In this guide, we'll set up a complete Open Water Foundation Twitter API data pipeline from API credentials to your first data load in just 10 minutes. You'll end up with a fully declarative Python pipeline based on dlt's REST API connector, like in the partial example code below:

Example code
@dlt.source def open_water_foundation_twitter_api_source(access_token=dlt.secrets.value): config: RESTAPIConfig = { "client": { "base_url": "https://api.twitter.com/1.1/", "auth": { "type": "oauth1", "consumer_key": oauth_consumer_key, "consumer_secret": oauth_consumer_secret, "token": oauth_token, "token_secret": oauth_token_secret, }, }, "resources": [ statuses/update.json ], } [...] yield from rest_api_resources(config) def get_data() -> None: # Connect to destination pipeline = dlt.pipeline( pipeline_name='open_water_foundation_twitter_api_pipeline', destination='duckdb', dataset_name='open_water_foundation_twitter_api_data', ) # Load the data load_info = pipeline.run(open_water_foundation_twitter_api_source()) print(load_info)
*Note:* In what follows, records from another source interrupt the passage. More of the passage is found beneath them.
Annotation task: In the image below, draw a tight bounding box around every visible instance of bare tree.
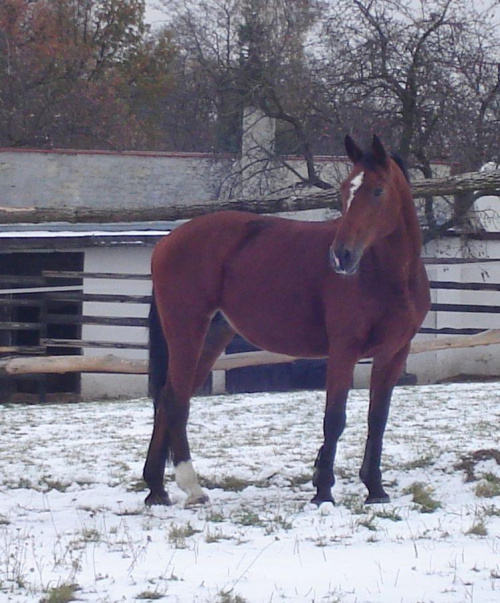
[317,0,500,237]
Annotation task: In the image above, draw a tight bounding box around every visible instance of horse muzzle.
[330,243,363,276]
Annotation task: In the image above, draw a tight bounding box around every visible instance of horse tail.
[148,291,168,409]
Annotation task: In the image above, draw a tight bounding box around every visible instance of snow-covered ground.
[0,383,500,603]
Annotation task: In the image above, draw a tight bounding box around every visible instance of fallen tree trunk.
[0,170,500,224]
[0,329,500,376]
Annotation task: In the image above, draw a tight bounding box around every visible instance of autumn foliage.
[0,0,173,149]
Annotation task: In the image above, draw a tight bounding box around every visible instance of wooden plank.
[0,322,41,331]
[0,345,46,354]
[431,303,500,314]
[40,338,149,350]
[47,314,149,327]
[419,327,484,335]
[47,292,152,304]
[429,281,500,291]
[0,329,500,375]
[0,285,83,295]
[42,270,151,281]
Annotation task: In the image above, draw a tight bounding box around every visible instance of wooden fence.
[0,271,500,397]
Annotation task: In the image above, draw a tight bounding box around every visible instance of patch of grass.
[40,584,79,603]
[82,528,101,542]
[168,521,200,549]
[482,505,500,517]
[289,472,312,488]
[342,494,368,515]
[206,511,226,523]
[401,453,436,471]
[403,482,441,513]
[475,473,500,498]
[233,509,266,527]
[41,477,71,493]
[373,509,403,521]
[127,479,148,492]
[199,475,250,492]
[135,590,166,601]
[465,519,488,536]
[216,590,247,603]
[356,513,378,532]
[205,528,233,544]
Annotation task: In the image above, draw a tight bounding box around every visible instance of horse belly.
[221,279,328,358]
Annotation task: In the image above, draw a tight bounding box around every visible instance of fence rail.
[0,271,500,384]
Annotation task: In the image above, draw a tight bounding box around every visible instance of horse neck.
[373,185,422,283]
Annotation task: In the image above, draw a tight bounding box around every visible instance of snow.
[0,383,500,603]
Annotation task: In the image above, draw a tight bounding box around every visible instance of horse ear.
[372,134,387,165]
[344,134,363,163]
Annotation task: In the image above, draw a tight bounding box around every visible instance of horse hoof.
[365,494,391,505]
[144,492,172,507]
[311,494,335,507]
[184,492,210,507]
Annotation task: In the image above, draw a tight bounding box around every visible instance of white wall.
[82,245,152,399]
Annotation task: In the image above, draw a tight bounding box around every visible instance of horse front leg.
[311,355,356,506]
[359,345,410,504]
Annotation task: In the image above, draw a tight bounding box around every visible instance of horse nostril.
[330,243,356,274]
[338,245,351,269]
[334,245,351,270]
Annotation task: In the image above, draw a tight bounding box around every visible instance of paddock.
[0,382,500,603]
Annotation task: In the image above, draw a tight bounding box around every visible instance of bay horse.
[144,136,430,505]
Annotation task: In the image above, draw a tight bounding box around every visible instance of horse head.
[330,136,409,276]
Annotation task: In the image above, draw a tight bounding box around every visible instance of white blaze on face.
[345,172,365,211]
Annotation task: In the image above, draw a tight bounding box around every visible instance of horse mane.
[390,153,410,182]
[360,151,410,182]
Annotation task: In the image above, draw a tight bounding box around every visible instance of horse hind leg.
[193,312,236,393]
[144,315,209,505]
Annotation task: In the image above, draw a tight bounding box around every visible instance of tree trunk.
[0,170,500,224]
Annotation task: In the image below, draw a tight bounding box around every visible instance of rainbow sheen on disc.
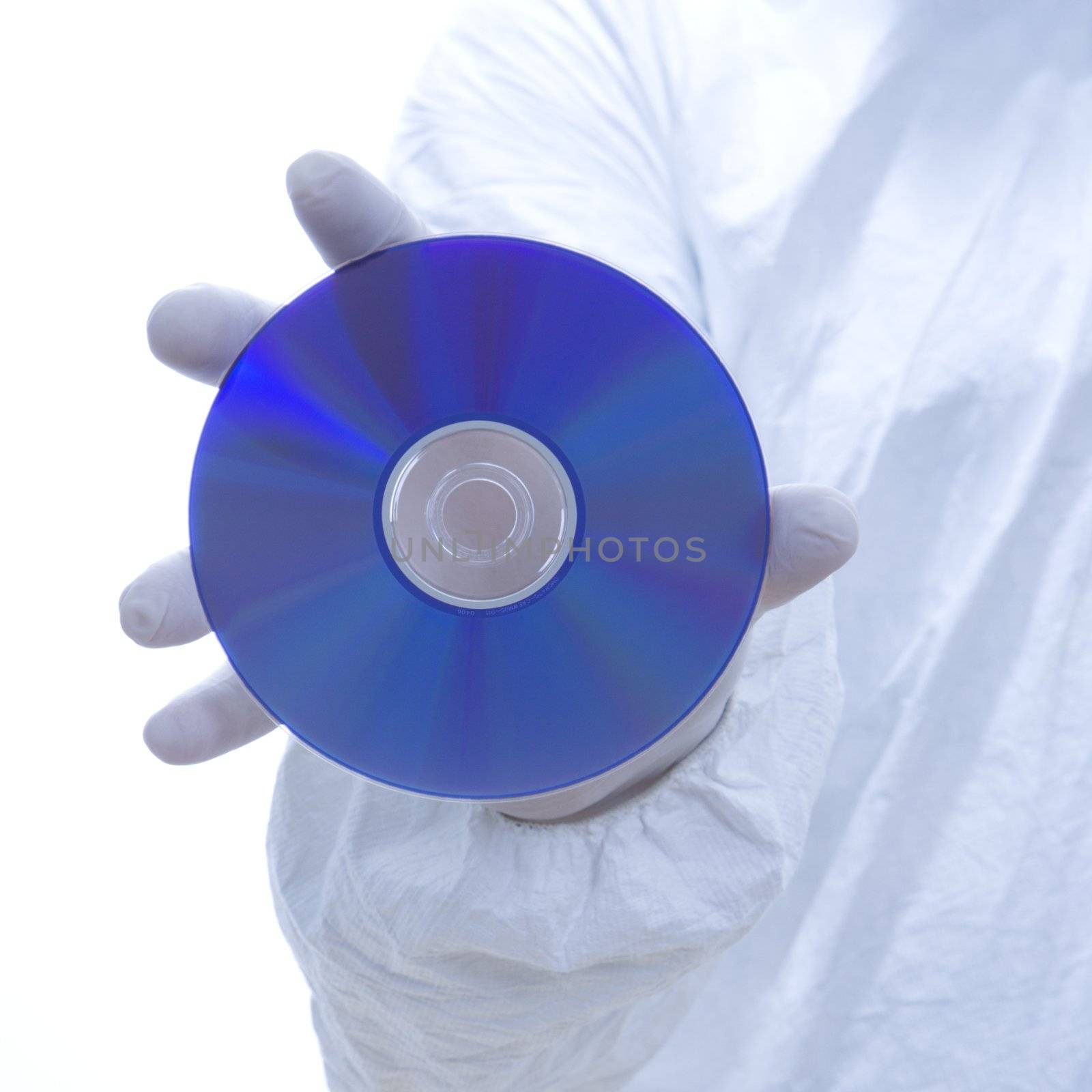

Why use dltHub Workspace with LLM Context to generate Python pipelines?

  • Accelerate pipeline development with AI-native context
  • Debug pipelines, validate schemas and data with the integrated Pipeline Dashboard
  • Build Python notebooks for end users of your data
  • Low maintenance thanks to Schema evolution with type inference, resilience and self documenting REST API connectors. A shallow learning curve makes the pipeline easy to extend by any team member
  • dlt is the tool of choice for Pythonic Iceberg Lakehouses, bringing mature data loading to pythonic Iceberg with or without catalogs

What you’ll do

We’ll show you how to generate a readable and easily maintainable Python script that fetches data from open_water_foundation_twitter_api’s API and loads it into Iceberg, DataFrames, files, or a database of your choice. Here are some of the endpoints you can load:

  • Tweets/Statuses: Create, read, update, and delete tweets
  • Users: Retrieve user profile information and manage user data
  • Timelines: Access home timeline, user timeline, and mentions timeline
  • Search: Search for tweets and users across the platform
  • Favorites/Likes: Add or remove tweets from user favorites
  • Retweets: Retweet and unretweet content
  • Direct Messages: Send and receive private messages
  • Followers/Friends: Manage follow relationships and retrieve follower/following lists
  • Trends: Get trending topics and hashtags
  • Media: Upload and manage images and videos for tweets

You will then debug the Open Water Foundation Twitter API pipeline using our Pipeline Dashboard tool to ensure it is copying the data correctly, before building a Notebook to explore your data and build reports.

Setup & steps to follow

💡

Before getting started, let's make sure Cursor is set up correctly:

Now you're ready to get started!

  1. ⚙️ Set up dlt Workspace

    Install dlt with duckdb support:

    pip install dlt[workspace]

    Initialize a dlt pipeline with Open Water Foundation Twitter API support.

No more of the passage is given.